FutureLight is developed by using ‘nanospinning’ technology, where nano-level holes are created in the fabric membrane, allowing air to move through the material while preventing water from gaining access.

A close-up of the porous FutureLight membrane. Photo: TNF

The North Face is calling FutureLight a game-changer: “Right now, the expectation from a waterproof product is something loud, crunchy, muggy and unpackable,” said Scott Mellin, TNF’s global general manager of mountain sports. “Imagine a waterproof t-shirt, sweater or even denim that you actually want to wear. We [have] started with jackets, tents and gloves, but the possibilities could be endless.”

TNF says nanospinning also allows apparel designers greater ability to customise a fabric for specific use by increasing breathability in garments for aerobic pursuits or increasing protection for harsh and wet climates. “The ability to adjust these factors in fabric construction is unprecedented in apparel and equipment,” said Mellin.

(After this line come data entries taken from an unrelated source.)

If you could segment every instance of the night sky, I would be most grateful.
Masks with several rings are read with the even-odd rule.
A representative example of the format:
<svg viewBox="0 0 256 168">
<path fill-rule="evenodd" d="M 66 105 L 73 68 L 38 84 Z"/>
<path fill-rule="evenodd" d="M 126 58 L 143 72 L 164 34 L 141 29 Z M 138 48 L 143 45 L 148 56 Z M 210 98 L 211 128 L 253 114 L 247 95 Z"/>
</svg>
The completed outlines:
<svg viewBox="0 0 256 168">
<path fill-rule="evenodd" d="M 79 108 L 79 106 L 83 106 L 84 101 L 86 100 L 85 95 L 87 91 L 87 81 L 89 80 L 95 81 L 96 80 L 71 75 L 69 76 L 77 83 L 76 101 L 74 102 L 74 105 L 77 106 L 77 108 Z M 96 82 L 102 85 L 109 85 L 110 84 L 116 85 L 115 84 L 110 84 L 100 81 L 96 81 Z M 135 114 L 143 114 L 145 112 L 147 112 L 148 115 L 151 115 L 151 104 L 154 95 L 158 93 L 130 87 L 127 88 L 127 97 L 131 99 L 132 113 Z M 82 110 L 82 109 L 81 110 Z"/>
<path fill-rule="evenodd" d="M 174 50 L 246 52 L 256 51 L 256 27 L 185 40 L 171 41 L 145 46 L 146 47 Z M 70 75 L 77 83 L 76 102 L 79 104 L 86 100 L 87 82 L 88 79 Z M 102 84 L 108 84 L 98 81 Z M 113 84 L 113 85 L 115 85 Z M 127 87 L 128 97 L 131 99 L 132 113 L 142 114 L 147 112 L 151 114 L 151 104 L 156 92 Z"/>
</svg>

The FutureLight material will initially be used in TNF’s Summit Series, Steep Series and Flight Series and will be available in New Zealand from September this year.

Meanwhile, MSR has developed its own polyurethane (PU) coating to prolong the life of its tents and improve overall waterproofness.

Over time, moisture, heat and humidity combine to break down the waterproof PU coating (DWR – durable water repellent) and seam tape found on most tents.

You can tell the coating is breaking down when you unpack a tent and the fabric appears ‘sticky’ and needs to be pulled apart (see gif above). This process, called hydrolysis, has been frustrating the tent industry for more than a decade, but now MSR says it has solved the problem with its Xtreme Shield coating which it says is three times more durable than standard coatings, resulting in a longer-lasting, more waterproof tent.

In New Zealand, Xtreme Shield can already be found on the Hubba NX series of tents. It will be available on the updated Carbon Reflex, FreeLite and the new Zoic tents by late May.